Chinese driverless vehicle

The Apolong (阿波龙), sometimes referred to as the Baidu Apollo project, is a driverless vehicle developed by Baidu, King Long and a consortium of more than 40 companies.

The SAE Level 4 microcirculation Apolong bus commenced mass production in 2017. It is manufactured by a consortium consisting of Baidu, King Long and SB Drive (a subsidiary of Softbank). The driverless bus does not have a steering wheel, accelerator or brake, travels at speeds of 20 to 40 km/h and is able to sense and predict movement of pedestrians and vehicles in its vicinity. It uses Apollo 3.0, Baidu's open source driverless operating platform.

The name Apollo is an English version of the Chinese name for the bus "Apolong".

==History==
In 2013, Baidu commenced development of autonomous driverless vehicles, through the baidu research institute.

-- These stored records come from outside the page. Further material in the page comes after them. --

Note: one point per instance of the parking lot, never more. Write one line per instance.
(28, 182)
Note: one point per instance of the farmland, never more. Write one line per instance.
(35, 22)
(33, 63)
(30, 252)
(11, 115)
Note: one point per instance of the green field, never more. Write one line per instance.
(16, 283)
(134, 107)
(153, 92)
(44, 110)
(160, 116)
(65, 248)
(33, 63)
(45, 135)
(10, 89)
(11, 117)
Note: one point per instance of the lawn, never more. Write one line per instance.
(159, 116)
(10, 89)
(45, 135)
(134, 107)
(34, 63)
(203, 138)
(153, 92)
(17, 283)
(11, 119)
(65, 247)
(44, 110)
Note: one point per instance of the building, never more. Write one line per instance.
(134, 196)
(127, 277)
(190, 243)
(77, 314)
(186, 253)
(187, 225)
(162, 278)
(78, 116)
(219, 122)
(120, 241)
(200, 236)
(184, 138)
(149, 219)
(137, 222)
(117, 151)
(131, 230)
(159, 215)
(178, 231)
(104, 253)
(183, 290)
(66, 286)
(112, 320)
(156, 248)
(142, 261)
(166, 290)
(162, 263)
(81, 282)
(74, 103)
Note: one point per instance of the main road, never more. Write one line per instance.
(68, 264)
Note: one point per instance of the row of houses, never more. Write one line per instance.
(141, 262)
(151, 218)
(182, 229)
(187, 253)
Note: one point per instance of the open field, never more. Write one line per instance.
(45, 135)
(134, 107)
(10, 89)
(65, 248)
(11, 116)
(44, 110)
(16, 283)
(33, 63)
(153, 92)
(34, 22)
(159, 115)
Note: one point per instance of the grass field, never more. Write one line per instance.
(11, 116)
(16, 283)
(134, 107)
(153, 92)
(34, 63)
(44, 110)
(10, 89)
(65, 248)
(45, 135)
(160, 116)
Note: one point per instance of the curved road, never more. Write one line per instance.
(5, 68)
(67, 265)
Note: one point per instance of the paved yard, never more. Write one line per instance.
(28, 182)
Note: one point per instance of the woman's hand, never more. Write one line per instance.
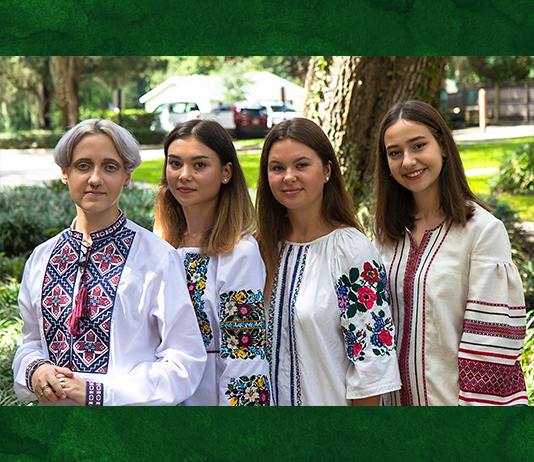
(46, 385)
(75, 387)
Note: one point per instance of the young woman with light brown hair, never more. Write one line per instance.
(329, 331)
(204, 210)
(456, 295)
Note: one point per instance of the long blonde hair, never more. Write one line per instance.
(235, 212)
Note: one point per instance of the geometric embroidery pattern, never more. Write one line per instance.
(490, 378)
(248, 391)
(242, 323)
(196, 272)
(88, 351)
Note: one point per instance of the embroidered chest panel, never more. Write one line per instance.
(196, 272)
(88, 351)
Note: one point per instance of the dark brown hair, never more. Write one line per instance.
(394, 204)
(235, 212)
(273, 222)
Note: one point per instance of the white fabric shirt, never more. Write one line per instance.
(459, 310)
(227, 293)
(330, 337)
(140, 344)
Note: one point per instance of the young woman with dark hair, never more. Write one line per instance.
(456, 295)
(329, 332)
(204, 210)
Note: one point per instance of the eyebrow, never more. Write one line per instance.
(411, 140)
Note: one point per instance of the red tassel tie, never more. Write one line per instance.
(79, 311)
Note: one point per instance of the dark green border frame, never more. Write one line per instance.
(257, 27)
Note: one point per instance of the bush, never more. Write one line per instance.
(29, 215)
(516, 174)
(29, 139)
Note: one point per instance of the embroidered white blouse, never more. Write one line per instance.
(330, 337)
(227, 294)
(459, 310)
(139, 343)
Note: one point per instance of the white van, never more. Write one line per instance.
(172, 114)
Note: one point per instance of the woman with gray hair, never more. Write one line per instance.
(107, 316)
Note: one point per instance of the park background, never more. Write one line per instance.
(403, 27)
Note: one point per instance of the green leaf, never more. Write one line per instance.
(351, 312)
(354, 275)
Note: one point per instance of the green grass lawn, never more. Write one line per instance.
(474, 156)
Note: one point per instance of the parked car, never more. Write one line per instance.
(278, 111)
(172, 114)
(242, 119)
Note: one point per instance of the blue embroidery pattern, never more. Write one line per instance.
(242, 325)
(89, 351)
(196, 271)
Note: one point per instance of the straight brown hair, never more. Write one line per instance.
(394, 204)
(235, 213)
(273, 222)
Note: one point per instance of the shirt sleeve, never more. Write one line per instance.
(30, 353)
(365, 321)
(180, 357)
(245, 376)
(494, 325)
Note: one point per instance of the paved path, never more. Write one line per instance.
(34, 166)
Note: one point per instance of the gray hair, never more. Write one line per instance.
(126, 145)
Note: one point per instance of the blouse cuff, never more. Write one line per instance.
(32, 367)
(94, 394)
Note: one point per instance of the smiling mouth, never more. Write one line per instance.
(185, 190)
(291, 192)
(415, 174)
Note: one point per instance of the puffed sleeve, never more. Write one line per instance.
(494, 325)
(180, 357)
(30, 353)
(365, 318)
(245, 377)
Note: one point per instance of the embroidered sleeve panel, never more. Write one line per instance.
(94, 394)
(32, 367)
(242, 324)
(249, 391)
(363, 301)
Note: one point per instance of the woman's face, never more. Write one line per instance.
(296, 175)
(96, 176)
(195, 173)
(414, 156)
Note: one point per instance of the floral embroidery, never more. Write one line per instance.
(381, 334)
(248, 391)
(242, 325)
(355, 342)
(362, 292)
(196, 270)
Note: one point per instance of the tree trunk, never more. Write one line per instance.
(356, 94)
(66, 74)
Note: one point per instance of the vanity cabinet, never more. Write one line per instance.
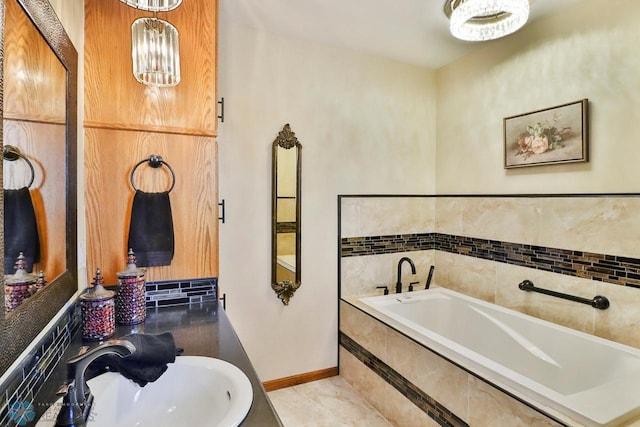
(126, 122)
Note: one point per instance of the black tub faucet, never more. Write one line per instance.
(413, 271)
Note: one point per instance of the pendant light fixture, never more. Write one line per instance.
(155, 49)
(479, 20)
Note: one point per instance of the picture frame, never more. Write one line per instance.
(549, 136)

This project gradually expanded to including 10,000 developers working on an open platform, and more than 50 partners across the world, including Intel, BMW, Benz, Kinglong and XTE. On 5 July 2017, Bloomberg reported that Baidu had negotiated 50 partners to sign in for the development and purchase of the new unmanned buses.

In 2017, China Daily reported that four Apolong buses were planned for test rides on two bus routes in Shenzhen. In August 2017, an early version of the autonomous vehicle was unveiled at GoMentum, US. In July 2018, at Baidu Createfest 2018 held in Beijing, Baidu and King Long unveiled the latest version of Apolong. They announced plans of using these buses in specific regions of Wuhan, Xiamen, Shenzhen, Beijing, and Pingtan. In July 2018, China org reported that test drives had been carried out in Chongqing and Fujian.
In July 2018, Xinhua and New Atlas reported that the buses had commenced mass production as the 100th Apolong bus was rolled out. The bus was first introduced to an international audience in November 2018 at the Shanghai World Expo, where 1600 participants from 72 countries were ushered to the venue in Apolong buses.

==Specifications==
Apolong buses can carry 14 people (8 seated and 6 standing), are guided through cloud technology, have a wheel span of 4.3 m, are SAE level 4 capable. It uses the Kunlun microchip developed by Baidu.

== Production locations ==
As of November 2018, Apolong buses are assembled in Kinglong's manufacturing premises in Xiamen, Fujian.